The legend of the tapa
Tapa is Spanish for lid or cover and two stories exist as to how the snacks originated. One tale says that in the 13th century, Alfonso X, King of Castile and Leon, ordered all the inns of the realm to serve a small bit of food with their drinks for digestive purposes.
Another version indicates Alfonso XIII stopped at an inn for a glass of sherry on a windy day. The innkeeper placed a slice of ham over the top of the glass to prevent sand and debris from blowing into the glass. The novel idea appealed to the king, who ordered another round of sherry and that the drinks come with a tapa.
In some areas, a slice of bread was used. When customers began eating the bread, a small sliver of Iberico ham or one of Spain’s many cheeses was added as a topping. The concept caught on and continues to this day as one of Spain’s most well-known traditions.
The iconic tapa
The debate as to what a true tapa is continues to this day.
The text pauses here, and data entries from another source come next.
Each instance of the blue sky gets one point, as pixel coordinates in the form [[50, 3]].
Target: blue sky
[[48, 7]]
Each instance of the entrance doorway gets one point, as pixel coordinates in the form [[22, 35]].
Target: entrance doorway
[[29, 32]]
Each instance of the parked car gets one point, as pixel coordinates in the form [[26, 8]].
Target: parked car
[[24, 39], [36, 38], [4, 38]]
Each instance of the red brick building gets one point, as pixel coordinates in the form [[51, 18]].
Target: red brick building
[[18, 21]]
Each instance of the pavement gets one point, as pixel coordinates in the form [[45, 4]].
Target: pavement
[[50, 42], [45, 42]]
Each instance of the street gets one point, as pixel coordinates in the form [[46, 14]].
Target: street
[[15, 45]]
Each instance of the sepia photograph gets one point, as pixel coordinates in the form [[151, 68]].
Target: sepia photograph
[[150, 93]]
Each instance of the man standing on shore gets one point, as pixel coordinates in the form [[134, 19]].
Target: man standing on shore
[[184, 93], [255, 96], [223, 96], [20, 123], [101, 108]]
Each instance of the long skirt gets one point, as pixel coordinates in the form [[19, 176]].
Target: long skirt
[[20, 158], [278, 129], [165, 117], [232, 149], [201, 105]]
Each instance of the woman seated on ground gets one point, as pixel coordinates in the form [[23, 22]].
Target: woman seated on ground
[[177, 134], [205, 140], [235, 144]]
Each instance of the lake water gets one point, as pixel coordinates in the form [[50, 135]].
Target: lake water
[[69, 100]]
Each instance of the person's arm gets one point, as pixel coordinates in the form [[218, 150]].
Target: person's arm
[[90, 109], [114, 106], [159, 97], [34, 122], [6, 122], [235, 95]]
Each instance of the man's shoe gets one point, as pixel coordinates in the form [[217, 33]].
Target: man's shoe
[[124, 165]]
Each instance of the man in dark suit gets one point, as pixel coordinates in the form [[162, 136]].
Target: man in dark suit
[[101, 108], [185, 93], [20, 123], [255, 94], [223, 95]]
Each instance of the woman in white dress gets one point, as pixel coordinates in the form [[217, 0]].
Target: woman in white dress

In Spain, a tapa will vary widely between regions and even among individual towns. The one criterion that chefs and aficionados can agree upon is that a tapa is a small bit of food and the size of the portion defines whether it’s a tapa or not.
Evening meals in Spain are traditionally eaten later than their European counterparts and tapas often provided a small snack to hold diners over until the meal was served. Today, individuals may consume a whole meal made of different types of tapas and tourists can even book tapa tours.
Tapas can range from a combination of meat, cheese, olive and onion on a toothpick to Iberico ham and Spanish cheese served on a plate or a chef-crafted creation of gourmet ingredients. In the tradition of those early innkeepers, tapa ingredients are typically those that are salty to encourage customers to purchase beverages.